Following a huge outrage on social media platforms around privacy concerns and questions around the architecture of the Aarogya Setu app, the Ministry of Electronics and Information Technology announced the opening of the source code for developers to improve the app and fix the problems. The source code for the Android version of the application was made available on Github, a software development platform for developers to review. "With the release of the source code in the public domain, we are looking to expanding collaboration and to leverage the expertise of top technical brains among the talented youth and citizens of our nation and to collectively build a robust and secure technology solution to help support the work of frontline health workers in fighting this pandemic together," said the press release.
However, for organisations such as Software Freedom Law Center, India (SFLC.in), Internet Freedom Foundation and other individuals who have been vocal about opening up of the source code, it is just a partial win. Mishi Choudhary, Tech Lawyer and Founder, SFLC.in says although choosing Github as a platform and apache licence aligns with global best practices, the server side code has not been open sourced yet, nor do we know anything about what is happening with the iOS version or KaiOS version on which many other phones are running. She added that it is only after the government makes server side code available that there will be a complete sharing of the apps architecture.
After making the android version source code open, developers have raised over 120 issues and nearly 60 pull requests. Srinivas Kodali, an independent researcher working on data and governance, points out that open sourcing of the app is an important step in democratisation of the AarogyaSetu. "To me this is direct participation of people in technology governance aspect, which had been lacking in the country," said Kodali. He further pointed out that unlike earlier instances of Aadhar and UPI, which had architectural flaws and issues with system and was largely built with the help of private volunteers and with no transparency or public accountability, this move at least lets direct participation of people with the technical knowhow to point out the flaws with the code and hopes to get it fixed.
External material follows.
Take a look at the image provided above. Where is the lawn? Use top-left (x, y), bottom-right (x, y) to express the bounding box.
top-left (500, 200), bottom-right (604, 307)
However, the larger problem still persists. Although the government has taken a step back by withdrawing the mandatory nature of the direction on use of Aargoya Setu, on ground it has been mandated by most states for travel, large stores and even private organisations to its workers. Although the terms of service of the app has been updated to delete the clause which absolved the government of any unauthorised access to personal information and modification thereof, Choudhary points out that the government still can't be held responsible for any harm caused "as the liability clauses in the app remains that nobody still has a liable. The government has said it won't be responsible for false negatives or false positives". Moreover with no data law in place, any breach of data or unauthorised use by a third party will still have to be litigated in the courts with no other alternate recourse available.
While the government has said that the iOS version will be released in next two weeks, it hasn't still clarified when the server code will be made available. In its claim to the utility of Aarogya Setu, the government has said that out of the 114 million registered users nearly two-thirds have taken the self-assessment test to evaluate their risk of exposure to COVID-19 with the app also helping in tracing about 500,000 bluetooth contacts of COVID-19 positive cases or the ones who are classified as needing assistance based on their self-assessment. It further said that nearly 24 per cent of those who were recommended for testing for COVID-19 were found to be positive.